Oczywiście na arabku staram sie zachować postawę tak prawidłową jak tylko umiem..ale może czegoś nie widzę ze swojej pozycji. Szkoda, ze nie mam podobnych zdjęć..może ktoś by coś wyłapał przydatnego. Big Grin
Nic tak człowieka nie uczy jak konstruktywna , życzliwa krytyka! Big Grin
Hmmm.... A mnie właśnie mój lekarz który najskuteczniej ze wszystkich ratował mnie gdy wypadał mi dysk uczył że to jest właśnie naturalna pozycja człowieka. I że tak powinno być. I faktycznie odkąd tego pilnuję problemy z kręgosłupem zdarzają mi się coraz rzadziej. Odkąd pierwszy raz wsiadłem na konia (jakiś rok temu) nie miałem żadnych problemów. Dopiero w ostatni weekend coś się pogorszyło. Ale to akurat wynik prac porządkowych w niskiej pozycji. Kilka ćwiczeń zaleconych przez lekarza i po dzisiejszej jeździe czuję się tylko lepiej.
chciałabym zaznaczyć , że na mój dolny odcinek kręgosłupa jazda konna wpływa rewelacyjnie. Tyle, że tam nie mam żadnej przepukliny, a tylko zmiany związane z krzywizną i zwyrodnieniem. Szczególnie po kłusie anglezowanym przestaje mnie boleć. I mogę spać bez żadnych leków w nocy. Myślę, że wzmacniają się mięśnie lędźwiowe wtedy i dlatego jest lepiej.
Oczywiście tu także ważna jest równowaga i podążanie za ruchem konia oraz odpowiednia amortyzacja.

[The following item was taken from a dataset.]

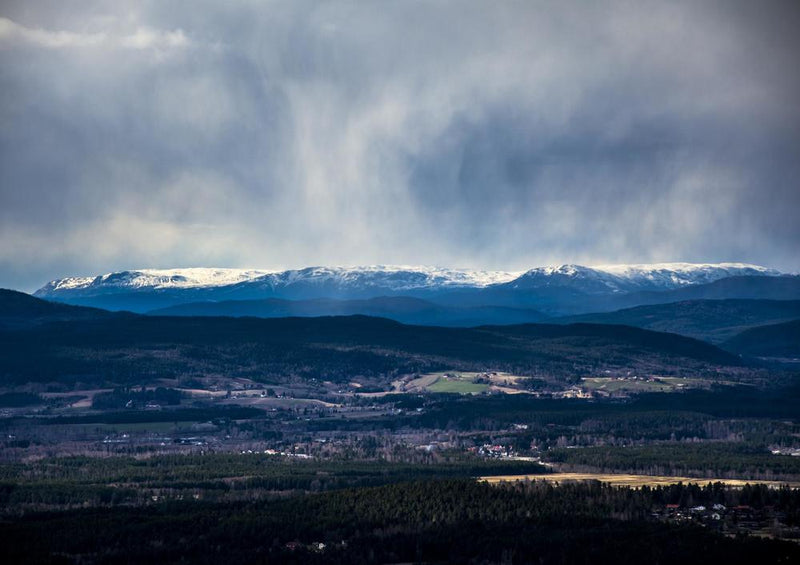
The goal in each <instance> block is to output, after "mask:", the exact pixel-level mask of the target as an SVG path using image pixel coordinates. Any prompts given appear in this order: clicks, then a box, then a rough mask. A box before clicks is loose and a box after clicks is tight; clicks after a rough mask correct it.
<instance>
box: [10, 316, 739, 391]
mask: <svg viewBox="0 0 800 565" xmlns="http://www.w3.org/2000/svg"><path fill="white" fill-rule="evenodd" d="M0 358H2V359H3V363H2V364H0V377H1V378H2V379H3V380H4V381H5V382H10V383H21V382H29V381H38V382H49V381H62V382H76V381H80V382H83V383H94V384H98V383H107V382H114V383H141V382H143V381H152V380H154V379H158V378H165V377H179V376H192V375H205V376H214V375H219V376H226V377H237V376H240V377H248V378H253V379H255V380H257V381H261V382H285V381H286V380H287V379H288V380H291V379H295V378H302V379H307V378H316V379H321V380H332V381H337V382H342V381H344V382H347V381H349V380H350V379H352V378H353V377H354V376H358V375H362V376H371V377H376V378H383V379H385V380H386V382H387V383H388V382H390V381H391V380H392V379H393V378H396V375H398V374H407V373H414V372H426V371H432V370H449V369H453V370H501V371H509V372H517V373H520V374H527V375H546V376H551V377H555V378H559V379H567V378H570V377H573V378H574V377H578V376H583V375H587V374H605V373H604V371H609V372H613V373H625V374H627V373H628V372H633V373H634V374H647V373H653V374H661V375H670V374H671V375H680V376H687V375H695V376H703V375H709V376H715V377H716V376H718V375H719V374H720V373H719V371H722V373H725V369H724V367H728V368H730V367H737V366H739V365H740V364H741V362H740V360H739V358H738V357H737V356H735V355H731V354H730V353H727V352H725V351H722V350H721V349H718V348H716V347H714V346H712V345H709V344H707V343H704V342H700V341H697V340H693V339H691V338H687V337H682V336H678V335H673V334H663V333H658V332H651V331H648V330H642V329H638V328H632V327H624V326H607V325H589V324H577V325H570V326H557V325H535V324H528V325H518V326H484V327H478V328H442V327H430V326H409V325H403V324H400V323H398V322H394V321H391V320H386V319H382V318H370V317H364V316H350V317H321V318H276V319H259V318H225V317H164V316H159V317H155V316H153V317H150V316H130V317H126V318H124V319H120V318H116V317H112V318H108V319H103V318H99V319H95V320H82V321H70V322H53V323H49V324H42V325H40V326H35V327H33V328H31V329H29V330H26V331H12V330H2V331H0ZM736 371H740V370H739V369H736Z"/></svg>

Niestety szyjny odcinek / w tym walnięty dysk!/jest jakiś oporny na moje próby zgrania się z koniem...... Sad
maku napisał(a):Hmmm.... A mnie właśnie mój lekarz który najskuteczniej ze wszystkich ratował mnie gdy wypadał mi dysk uczył że to jest właśnie naturalna pozycja człowieka. I że tak powinno być.


Może i jest to naturalna pozycja człowieka , ale nie w czasie jazdy.
To zostawianie siedzenia na tylnym łęku jest zwykłym usztywnieniem.
Należy siedziec na "podwiniętym ogonku" , a nie zapierać się pośladkami w siodle .
Wynik takiego siedzenia widać po koniu- wystarczy przejrzeć pokazane zdjęcia .
Tam , gdzie amazonka siedzi sztywno , tam koń reaguje usztywnieniem.

I jeszcze jedno.
Jak mawiał mądry człowiek : błędy rąk przeważnie wynikają z błędów dosiadu "

I tyle mojego mądrzenia się , bo przekroczyłam limit Tongue
Ja bym siodło wzięła do tyłu bradziej. Sprawdzałaś, czy jest dobrze dopasowane?? Może problem po części w siodle.